Play by play data comparisons
The fastR way
We are going to load in data for seasons 2014-2025, it’ll take between 45-90 seconds to run.
tictoc::tic()
pbp <- data.frame()
seasons <- 2014:cfbfastR:::most_recent_cfb_season()
progressr::with_progress({
pbp <- cfbfastR::load_cfb_pbp(seasons)
})
tictoc::toc()
## 63.404 sec elapsed
In the selected seasons, there are 12022 games for which the data repository has play by play data. In the present term, the data repository supplies over a million rows of play by play data with 362 columns of data. The most relevant play columns are kept to the left of the data frame for clarity, let’s take a look at the first 40 or so.
glimpse(pbp[1:40])
## Rows: 2,147,389
## Columns: 40
## $ year <int> 2014, 2014, 2014, 2014, 2014, 2014, 2014, 2014, 201…
## $ week <int> 1, 1, 1, 1, 1, 1, 1, 1, 1, 1, 1, 1, 1, 1, 1, 1, 1, …
## $ id_play <dbl> 4.005476e+17, 4.005476e+17, 4.005476e+17, 4.005476e…
## $ game_id <int> 400547640, 400547640, 400547640, 400547640, 4005476…
## $ game_play_number <dbl> 1, 1, 2, 3, 4, 5, 6, 7, 8, 9, 10, 11, 11, 12, 13, 1…
## $ half_play_number <dbl> 1, 1, 2, 3, 4, 5, 6, 7, 8, 9, 10, 11, 11, 12, 13, 1…
## $ drive_play_number <dbl> 1, 1, 2, 3, 4, 5, 6, 7, 8, 1, 2, 3, 3, 4, 1, 2, 3, …
## $ pos_team <chr> "Temple", "Temple", "Temple", "Temple", "Temple", "…
## $ def_pos_team <chr> "Vanderbilt", "Vanderbilt", "Vanderbilt", "Vanderbi…
## $ pos_team_score <int> 0, 0, 0, 0, 0, 0, 0, 0, 0, 0, 0, 0, 0, 0, 0, 0, 0, …
## $ def_pos_team_score <int> 0, 0, 0, 0, 0, 0, 0, 0, 0, 0, 0, 0, 0, 0, 0, 0, 0, …
## $ half <dbl> 1, 1, 1, 1, 1, 1, 1, 1, 1, 1, 1, 1, 1, 1, 1, 1, 1, …
## $ period <int> 1, 1, 1, 1, 1, 1, 1, 1, 1, 1, 1, 1, 1, 1, 1, 1, 1, …

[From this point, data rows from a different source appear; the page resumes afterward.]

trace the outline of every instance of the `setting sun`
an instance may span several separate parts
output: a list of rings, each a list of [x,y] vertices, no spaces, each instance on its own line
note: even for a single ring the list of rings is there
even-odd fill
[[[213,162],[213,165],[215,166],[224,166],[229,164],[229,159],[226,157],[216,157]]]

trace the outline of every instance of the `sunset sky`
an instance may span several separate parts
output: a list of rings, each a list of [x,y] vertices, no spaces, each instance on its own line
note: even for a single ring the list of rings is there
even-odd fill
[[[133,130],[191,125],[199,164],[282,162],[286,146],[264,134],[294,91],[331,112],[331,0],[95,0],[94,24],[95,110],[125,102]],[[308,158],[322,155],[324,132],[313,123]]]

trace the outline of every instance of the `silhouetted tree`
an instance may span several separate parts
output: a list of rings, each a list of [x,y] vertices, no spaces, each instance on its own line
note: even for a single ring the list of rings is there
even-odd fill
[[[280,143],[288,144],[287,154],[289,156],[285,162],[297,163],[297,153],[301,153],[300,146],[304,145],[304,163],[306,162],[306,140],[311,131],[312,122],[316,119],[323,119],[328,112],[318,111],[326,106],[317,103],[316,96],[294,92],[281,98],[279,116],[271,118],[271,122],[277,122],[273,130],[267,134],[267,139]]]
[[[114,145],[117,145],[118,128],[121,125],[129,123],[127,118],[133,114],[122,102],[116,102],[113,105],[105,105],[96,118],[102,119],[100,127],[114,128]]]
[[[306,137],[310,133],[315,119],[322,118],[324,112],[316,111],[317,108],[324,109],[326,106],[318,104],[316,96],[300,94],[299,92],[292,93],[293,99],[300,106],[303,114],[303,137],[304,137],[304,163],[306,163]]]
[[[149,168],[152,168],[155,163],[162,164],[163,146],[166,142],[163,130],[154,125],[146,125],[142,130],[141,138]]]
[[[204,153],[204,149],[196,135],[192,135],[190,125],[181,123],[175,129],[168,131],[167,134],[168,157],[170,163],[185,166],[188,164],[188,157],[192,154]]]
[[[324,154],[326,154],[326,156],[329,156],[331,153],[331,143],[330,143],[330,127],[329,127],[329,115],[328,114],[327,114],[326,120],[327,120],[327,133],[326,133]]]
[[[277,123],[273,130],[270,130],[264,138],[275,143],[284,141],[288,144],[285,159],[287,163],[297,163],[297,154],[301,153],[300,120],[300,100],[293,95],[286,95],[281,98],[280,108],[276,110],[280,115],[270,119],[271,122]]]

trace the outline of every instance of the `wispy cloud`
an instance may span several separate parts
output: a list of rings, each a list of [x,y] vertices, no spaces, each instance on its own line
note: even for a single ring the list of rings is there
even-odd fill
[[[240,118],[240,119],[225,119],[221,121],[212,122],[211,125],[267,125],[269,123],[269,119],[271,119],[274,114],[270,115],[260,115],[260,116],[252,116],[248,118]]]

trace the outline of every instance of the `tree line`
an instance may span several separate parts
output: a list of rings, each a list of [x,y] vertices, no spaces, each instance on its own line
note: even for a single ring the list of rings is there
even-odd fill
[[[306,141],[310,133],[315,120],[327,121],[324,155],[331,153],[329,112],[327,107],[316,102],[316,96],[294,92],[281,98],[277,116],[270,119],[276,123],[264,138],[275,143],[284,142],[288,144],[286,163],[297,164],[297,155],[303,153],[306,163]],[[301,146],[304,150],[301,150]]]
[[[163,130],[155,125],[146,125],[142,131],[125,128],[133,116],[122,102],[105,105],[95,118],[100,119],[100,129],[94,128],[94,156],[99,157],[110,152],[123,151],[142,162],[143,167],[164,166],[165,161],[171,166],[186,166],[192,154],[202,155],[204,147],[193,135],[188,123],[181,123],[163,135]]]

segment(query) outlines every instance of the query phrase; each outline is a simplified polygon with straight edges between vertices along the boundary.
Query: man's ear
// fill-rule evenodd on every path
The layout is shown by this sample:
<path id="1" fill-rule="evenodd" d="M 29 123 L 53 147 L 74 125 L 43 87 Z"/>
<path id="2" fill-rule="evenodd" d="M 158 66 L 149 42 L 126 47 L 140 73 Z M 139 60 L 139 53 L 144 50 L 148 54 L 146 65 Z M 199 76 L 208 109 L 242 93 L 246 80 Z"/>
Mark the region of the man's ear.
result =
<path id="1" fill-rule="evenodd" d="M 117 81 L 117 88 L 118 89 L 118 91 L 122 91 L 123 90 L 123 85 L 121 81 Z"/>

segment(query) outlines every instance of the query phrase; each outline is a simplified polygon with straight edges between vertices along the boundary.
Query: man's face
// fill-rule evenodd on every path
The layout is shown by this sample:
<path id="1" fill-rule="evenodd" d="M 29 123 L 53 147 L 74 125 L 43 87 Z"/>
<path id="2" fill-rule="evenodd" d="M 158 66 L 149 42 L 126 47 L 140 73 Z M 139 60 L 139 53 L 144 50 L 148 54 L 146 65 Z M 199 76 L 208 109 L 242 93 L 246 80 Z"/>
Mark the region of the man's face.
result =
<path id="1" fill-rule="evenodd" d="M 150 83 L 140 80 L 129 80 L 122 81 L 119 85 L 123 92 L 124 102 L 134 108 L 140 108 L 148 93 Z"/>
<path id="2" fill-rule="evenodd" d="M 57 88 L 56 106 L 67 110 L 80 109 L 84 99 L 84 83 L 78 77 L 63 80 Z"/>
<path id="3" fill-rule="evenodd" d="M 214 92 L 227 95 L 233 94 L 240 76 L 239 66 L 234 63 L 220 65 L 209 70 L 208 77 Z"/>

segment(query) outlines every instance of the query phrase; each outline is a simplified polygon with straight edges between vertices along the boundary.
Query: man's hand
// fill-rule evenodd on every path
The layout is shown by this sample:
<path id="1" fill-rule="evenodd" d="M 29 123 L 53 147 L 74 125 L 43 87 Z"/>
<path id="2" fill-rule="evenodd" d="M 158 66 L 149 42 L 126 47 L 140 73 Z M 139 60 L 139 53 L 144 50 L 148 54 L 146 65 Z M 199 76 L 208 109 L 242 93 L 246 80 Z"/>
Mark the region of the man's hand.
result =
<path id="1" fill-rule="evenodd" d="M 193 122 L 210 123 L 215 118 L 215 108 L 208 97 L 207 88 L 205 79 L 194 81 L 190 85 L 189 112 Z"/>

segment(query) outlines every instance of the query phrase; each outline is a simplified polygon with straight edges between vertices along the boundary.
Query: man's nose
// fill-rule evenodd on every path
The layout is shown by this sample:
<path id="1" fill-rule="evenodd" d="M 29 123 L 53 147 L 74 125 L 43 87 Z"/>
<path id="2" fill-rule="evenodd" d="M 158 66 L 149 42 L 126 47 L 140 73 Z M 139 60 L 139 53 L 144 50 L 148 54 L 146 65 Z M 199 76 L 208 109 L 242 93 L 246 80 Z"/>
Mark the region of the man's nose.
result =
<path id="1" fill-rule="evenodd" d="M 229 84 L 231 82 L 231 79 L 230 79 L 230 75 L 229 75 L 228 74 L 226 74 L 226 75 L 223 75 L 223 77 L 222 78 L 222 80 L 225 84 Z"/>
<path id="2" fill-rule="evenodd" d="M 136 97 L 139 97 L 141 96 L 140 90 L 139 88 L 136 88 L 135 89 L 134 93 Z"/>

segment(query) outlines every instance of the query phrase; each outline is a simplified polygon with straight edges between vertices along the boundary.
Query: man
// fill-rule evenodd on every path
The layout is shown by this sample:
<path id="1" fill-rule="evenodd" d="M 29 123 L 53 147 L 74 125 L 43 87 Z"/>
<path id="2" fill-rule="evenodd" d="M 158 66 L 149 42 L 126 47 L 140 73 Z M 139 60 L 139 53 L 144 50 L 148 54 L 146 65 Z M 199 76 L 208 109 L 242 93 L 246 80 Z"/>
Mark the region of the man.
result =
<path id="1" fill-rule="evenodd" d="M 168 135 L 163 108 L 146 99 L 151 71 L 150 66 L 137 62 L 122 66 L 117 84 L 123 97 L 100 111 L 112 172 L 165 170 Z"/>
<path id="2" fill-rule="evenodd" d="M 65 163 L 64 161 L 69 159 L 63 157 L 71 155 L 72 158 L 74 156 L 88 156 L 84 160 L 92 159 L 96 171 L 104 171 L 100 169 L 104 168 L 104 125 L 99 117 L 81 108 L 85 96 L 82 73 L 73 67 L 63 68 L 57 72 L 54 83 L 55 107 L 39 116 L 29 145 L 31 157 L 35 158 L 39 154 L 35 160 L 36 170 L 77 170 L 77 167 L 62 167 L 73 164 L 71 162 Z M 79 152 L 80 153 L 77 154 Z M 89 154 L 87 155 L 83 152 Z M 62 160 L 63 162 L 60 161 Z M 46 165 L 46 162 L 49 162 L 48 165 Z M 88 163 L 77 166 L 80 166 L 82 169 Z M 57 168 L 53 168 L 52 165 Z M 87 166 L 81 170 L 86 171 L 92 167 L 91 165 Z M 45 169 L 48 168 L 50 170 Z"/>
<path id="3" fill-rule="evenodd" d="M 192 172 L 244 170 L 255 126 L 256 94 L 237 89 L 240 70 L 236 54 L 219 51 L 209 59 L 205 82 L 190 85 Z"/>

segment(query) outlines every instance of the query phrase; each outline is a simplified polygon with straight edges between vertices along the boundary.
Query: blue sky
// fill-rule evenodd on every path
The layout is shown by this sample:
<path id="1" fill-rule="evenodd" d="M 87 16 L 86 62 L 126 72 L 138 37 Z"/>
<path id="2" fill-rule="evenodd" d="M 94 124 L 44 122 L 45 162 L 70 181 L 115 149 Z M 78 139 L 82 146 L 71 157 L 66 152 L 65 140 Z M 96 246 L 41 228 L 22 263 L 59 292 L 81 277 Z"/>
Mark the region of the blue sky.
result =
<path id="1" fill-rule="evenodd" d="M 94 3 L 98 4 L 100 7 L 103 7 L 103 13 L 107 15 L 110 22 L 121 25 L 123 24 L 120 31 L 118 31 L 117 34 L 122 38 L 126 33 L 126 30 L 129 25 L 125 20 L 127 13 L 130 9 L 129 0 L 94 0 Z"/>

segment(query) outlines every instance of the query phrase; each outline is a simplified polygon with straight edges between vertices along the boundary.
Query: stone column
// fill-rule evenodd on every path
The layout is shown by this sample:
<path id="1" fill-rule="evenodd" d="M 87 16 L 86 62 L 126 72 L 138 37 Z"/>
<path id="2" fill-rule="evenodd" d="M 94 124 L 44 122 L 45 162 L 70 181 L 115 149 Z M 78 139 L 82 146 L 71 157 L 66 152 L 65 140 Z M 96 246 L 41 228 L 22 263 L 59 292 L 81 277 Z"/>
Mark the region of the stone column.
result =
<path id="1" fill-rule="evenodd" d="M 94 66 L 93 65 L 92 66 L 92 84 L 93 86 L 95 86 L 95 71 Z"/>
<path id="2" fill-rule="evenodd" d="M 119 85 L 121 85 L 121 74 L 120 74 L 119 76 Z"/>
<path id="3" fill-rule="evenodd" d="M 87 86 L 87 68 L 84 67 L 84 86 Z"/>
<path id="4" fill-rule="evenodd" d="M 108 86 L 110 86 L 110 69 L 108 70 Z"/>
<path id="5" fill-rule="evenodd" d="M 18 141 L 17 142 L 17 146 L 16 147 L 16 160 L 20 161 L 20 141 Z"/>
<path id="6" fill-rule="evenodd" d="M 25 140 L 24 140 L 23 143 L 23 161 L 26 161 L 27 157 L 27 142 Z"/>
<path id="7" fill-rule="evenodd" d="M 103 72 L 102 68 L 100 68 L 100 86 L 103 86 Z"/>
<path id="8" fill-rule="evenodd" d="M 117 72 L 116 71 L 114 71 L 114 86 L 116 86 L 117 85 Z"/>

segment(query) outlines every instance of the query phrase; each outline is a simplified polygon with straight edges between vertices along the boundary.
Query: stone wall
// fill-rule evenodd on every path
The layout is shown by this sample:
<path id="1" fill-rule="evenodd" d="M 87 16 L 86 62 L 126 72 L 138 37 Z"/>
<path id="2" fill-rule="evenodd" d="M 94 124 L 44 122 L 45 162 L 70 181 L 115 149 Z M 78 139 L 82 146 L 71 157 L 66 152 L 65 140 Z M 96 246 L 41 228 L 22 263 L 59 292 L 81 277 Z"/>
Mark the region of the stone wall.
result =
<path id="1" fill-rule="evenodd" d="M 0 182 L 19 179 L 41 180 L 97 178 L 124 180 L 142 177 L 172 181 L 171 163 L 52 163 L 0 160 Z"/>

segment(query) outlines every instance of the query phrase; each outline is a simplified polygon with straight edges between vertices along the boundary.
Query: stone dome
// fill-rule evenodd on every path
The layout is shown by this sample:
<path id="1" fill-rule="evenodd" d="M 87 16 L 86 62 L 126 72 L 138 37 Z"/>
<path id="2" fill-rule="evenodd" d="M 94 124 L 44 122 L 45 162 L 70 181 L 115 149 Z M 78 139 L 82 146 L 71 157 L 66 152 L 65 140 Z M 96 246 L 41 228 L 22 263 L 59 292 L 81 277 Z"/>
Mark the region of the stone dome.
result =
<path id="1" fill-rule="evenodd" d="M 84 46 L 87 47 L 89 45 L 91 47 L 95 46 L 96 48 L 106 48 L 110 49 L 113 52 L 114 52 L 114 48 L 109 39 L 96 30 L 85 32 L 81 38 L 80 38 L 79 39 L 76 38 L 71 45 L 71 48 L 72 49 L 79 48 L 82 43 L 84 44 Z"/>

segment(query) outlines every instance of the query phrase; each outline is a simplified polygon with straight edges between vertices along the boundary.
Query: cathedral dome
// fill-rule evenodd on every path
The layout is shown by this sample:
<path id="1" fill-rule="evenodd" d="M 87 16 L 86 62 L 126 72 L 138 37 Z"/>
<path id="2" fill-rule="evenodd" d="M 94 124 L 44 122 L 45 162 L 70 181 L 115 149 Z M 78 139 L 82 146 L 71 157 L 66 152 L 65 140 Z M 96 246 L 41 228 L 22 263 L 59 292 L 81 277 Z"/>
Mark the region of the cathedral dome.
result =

## $ clock_minutes <int> 14, 14, 14, 14, 13, 13, 12, 12, 12, 12, 11, 10, 10,…
## $ clock_seconds <int> 55, 55, 45, 20, 50, 25, 58, 50, 7, 0, 20, 40, 13, 4…
## $ play_type <chr> "Kickoff Return (Offense)", "Penalty", "Pass Recept…
## $ play_text <chr> "Hayden Lekacz kickoff for 64 yds , Khalif Herbin r…
## $ down <dbl> 1, 1, 1, 2, 3, 1, 2, 3, 4, 1, 2, 3, 4, 4, 1, 2, 3, …
## $ distance <dbl> 10, 10, 15, 12, 7, 10, 8, 8, 3, 10, 7, 3, 7, 7, 10,…
## $ yards_to_goal <dbl> 65, 81, 86, 83, 78, 70, 68, 68, 63, 72, 69, 65, 69,…
## $ yards_gained <dbl> 18, -5, 3, 5, 8, 2, 0, 5, 8, 3, 4, -4, 0, 0, 7, -3,…
## $ EPA <dbl> -0.565383839, -0.469578030, -0.484324992, -0.214516…
## $ ep_before <dbl> 0.8358481, 0.2704643, -0.4884171, -0.9727421, -1.18…
## $ ep_after <dbl> 0.2704643, -0.1991138, -0.9727421, -1.1872586, 1.34…
## $ wpa <dbl> -0.0224244, -0.0271206, -0.0118346, -0.0000901, 0.1…
## $ wp_before <dbl> 0.4919244, 0.4695000, 0.4423794, 0.4305448, 0.43045…
## $ wp_after <dbl> 0.4695000, 0.4423794, 0.4305448, 0.4304547, 0.53743…
## $ def_wp_before <dbl> 0.5080756, 0.5305000, 0.5576206, 0.5694552, 0.56954…
## $ def_wp_after <dbl> 0.5305000, 0.5576206, 0.5694552, 0.5695453, 0.46256…
## $ penalty_detail <chr> NA, "False Start", NA, NA, NA, NA, NA, NA, NA, NA, …
## $ yds_penalty <dbl> NA, -5, NA, NA, NA, NA, NA, NA, NA, NA, NA, NA, NA,…
## $ penalty_1st_conv <lgl> FALSE, FALSE, FALSE, FALSE, FALSE, FALSE, FALSE, FA…
## $ new_series <dbl> 1, 0, 0, 0, 0, 1, 0, 0, 0, 1, 0, 0, 0, 0, 1, 0, 0, …
## $ firstD_by_kickoff <dbl> 1, 0, 0, 0, 0, 0, 0, 0, 0, 0, 0, 0, 0, 0, 0, 0, 0, …
## $ firstD_by_poss <dbl> 0, 1, 0, 0, 0, 0, 0, 0, 0, 1, 0, 0, 0, 0, 1, 0, 0, …
## $ firstD_by_penalty <dbl> 0, 0, 0, 0, 0, 0, 0, 0, 0, 0, 0, 0, 0, 0, 0, 0, 0, …
## $ firstD_by_yards <dbl> 0, 0, 0, 0, 0, 1, 0, 0, 0, 0, 0, 0, 0, 0, 0, 0, 0, …
## $ def_EPA <dbl> 0.565383839, 0.469578030, 0.484324992, 0.214516439,…
## $ home_EPA <dbl> 0.565383839, 0.469578030, 0.484324992, 0.214516439,…
## $ away_EPA <dbl> -0.565383839, -0.469578030, -0.484324992, -0.214516…
So there are three basic ids within each game,
- the id for the game (
game_id
), - the id for the drive (
drive_id
), - the id for the play (
id_play
orplay_id
depending on which data set you are looking at).
These are useful for all kinds of grouping, joining and sorting
tasks. The columns pos_team
and def_pos_team
are essentially your offense and defense (the main difference is
kickoffs, the team receiving the kickoff is the pos_team
)
for the play/drive. From there you have the typical descriptions, play
types and yardage columns. Beyond that, you will see the origin of why
this package came to be, building expected points and win probability
metrics for in-game valuation of plays.